Camden-based Cousins & Cousins has won permission to replace a ‘non-descript 1960s home’ next to Hampstead Heath with this ‘twisting’ six-bedroom house
The 650m² scheme at 34 Hampstead Lane, north London, will sit on a key corner site with ‘three exposed elevations’ in the Highgate Conservation Area.
The home includes an open-plan kitchen, living and dining room and six bedrooms, along with ‘basement leisure, spa and home entertainment facilities’.
Design team Ben Cousins, Jelena Cousins and Guglielmo de’Giusti
Structural engineer Form SD
Planning consultant Cousins & Cousins Architects
Cousins hampstead section
Our proposal replaces an existing non-descript 1960s home on a prominent corner site between Hampstead Lane and Sheldon Avenue, surrounded by mature trees and a high brick wall to the garden. The property is not listed but is located within Highgate’s Conservation Area.
In its place we have designed a modern dwelling of the highest quality. The client was keen to commission a modern design, and the council also promotes sensitive, contemporary proposals within the conservation area.
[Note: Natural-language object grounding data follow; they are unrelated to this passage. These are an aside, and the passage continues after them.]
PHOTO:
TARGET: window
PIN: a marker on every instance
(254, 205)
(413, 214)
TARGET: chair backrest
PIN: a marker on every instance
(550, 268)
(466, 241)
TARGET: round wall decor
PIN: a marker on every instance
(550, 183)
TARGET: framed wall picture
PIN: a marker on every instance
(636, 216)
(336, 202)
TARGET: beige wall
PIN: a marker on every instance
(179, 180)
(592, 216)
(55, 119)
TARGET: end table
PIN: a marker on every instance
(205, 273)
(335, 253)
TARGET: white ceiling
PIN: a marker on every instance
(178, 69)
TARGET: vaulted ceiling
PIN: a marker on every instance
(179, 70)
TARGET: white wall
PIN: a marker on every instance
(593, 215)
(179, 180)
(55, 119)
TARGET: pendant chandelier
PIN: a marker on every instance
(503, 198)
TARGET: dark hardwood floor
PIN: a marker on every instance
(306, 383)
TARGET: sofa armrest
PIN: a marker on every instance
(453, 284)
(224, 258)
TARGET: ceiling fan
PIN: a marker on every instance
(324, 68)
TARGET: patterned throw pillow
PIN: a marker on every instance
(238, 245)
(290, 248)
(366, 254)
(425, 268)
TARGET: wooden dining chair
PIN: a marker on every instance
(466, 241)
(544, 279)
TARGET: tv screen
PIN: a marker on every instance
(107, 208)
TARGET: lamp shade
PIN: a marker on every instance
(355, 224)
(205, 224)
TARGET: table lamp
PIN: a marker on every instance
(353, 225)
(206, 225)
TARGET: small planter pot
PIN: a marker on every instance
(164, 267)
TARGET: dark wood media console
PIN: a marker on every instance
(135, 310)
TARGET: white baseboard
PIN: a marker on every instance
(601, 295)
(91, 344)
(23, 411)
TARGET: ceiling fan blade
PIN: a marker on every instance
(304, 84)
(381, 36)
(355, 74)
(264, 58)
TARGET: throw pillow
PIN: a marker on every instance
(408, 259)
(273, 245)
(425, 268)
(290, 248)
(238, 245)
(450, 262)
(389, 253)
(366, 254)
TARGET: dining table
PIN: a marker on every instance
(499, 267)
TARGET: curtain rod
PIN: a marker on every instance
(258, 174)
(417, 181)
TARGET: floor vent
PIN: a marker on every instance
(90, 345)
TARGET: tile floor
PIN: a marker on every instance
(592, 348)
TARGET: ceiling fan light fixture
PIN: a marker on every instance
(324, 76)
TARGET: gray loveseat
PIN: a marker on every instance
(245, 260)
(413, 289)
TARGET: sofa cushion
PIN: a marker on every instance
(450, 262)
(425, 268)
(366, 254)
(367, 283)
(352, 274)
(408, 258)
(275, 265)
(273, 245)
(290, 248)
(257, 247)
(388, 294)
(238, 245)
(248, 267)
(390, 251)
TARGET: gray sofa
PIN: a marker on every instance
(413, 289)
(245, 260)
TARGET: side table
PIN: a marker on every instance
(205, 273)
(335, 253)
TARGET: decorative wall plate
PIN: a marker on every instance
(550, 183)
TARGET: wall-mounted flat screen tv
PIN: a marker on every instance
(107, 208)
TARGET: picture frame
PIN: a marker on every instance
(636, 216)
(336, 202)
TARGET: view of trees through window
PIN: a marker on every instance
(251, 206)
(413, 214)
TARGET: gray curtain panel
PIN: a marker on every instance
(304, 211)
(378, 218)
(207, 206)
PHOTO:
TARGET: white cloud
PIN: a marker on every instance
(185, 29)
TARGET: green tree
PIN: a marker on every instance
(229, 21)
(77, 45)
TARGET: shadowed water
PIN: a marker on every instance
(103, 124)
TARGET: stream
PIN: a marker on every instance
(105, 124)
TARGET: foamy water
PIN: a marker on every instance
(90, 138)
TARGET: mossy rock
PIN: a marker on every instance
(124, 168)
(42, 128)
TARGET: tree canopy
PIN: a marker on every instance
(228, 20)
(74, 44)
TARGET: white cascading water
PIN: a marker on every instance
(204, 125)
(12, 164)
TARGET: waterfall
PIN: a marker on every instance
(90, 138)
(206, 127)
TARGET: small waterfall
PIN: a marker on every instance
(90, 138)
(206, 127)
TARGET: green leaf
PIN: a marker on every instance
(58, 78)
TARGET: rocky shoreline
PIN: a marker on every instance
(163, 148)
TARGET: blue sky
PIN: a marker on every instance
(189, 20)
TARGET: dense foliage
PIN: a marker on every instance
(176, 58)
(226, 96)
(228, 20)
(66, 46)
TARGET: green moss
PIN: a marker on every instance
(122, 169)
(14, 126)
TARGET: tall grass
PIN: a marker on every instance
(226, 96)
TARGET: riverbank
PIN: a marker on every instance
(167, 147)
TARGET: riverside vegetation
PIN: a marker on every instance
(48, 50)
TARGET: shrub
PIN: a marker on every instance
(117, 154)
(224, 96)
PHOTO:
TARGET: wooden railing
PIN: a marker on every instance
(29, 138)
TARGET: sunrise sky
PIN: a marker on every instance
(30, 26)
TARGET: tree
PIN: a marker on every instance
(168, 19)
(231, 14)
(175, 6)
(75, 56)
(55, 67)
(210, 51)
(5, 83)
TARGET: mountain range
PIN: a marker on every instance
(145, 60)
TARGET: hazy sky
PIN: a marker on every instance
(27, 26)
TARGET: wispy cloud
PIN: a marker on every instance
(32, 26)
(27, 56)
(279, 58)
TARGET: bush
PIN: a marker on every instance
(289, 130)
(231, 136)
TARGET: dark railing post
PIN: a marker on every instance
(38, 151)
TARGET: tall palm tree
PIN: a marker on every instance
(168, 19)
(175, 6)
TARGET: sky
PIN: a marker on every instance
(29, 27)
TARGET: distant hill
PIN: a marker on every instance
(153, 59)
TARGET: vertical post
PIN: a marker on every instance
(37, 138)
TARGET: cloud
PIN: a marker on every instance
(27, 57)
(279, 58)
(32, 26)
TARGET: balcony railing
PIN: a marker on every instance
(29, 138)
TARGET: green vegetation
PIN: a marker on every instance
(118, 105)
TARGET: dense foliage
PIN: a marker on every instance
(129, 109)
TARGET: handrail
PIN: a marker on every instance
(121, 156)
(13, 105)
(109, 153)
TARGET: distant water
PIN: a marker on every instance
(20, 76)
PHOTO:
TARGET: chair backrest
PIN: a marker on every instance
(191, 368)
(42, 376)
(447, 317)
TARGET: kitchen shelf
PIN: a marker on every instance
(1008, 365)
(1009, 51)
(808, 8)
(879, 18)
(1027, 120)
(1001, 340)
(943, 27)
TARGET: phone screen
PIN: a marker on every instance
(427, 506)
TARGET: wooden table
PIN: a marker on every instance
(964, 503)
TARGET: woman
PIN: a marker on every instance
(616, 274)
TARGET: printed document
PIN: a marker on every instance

Located on an unusual site with three exposed elevations, the buildings’ forms twist as they rise, with solid upper floors balanced on top of a glass base. A delicate interplay of public and private views responds to the intricacies of the site and captures a glimpse of the city, which dictates the arrangement of form, materiality and fenestration.
The use of glazing on the east, south and west elevations of the ground floor, connects internal and external spaces, while a large window on the second floor frames a picturesque view of Hampstead Heath and London beyond. The solid volumes of textured, grey brick provide a counterpoint to the precise zinc and aluminium fenestration while acknowledging and harmonising the building within its immediate environment.
Haringey Council provided very supportive feedback of our design, and commented that ‘the new building is considered to be a fine example of a contemporary large detached dwelling of the 21st century that would enhance the appearance of the conservation area and its setting’.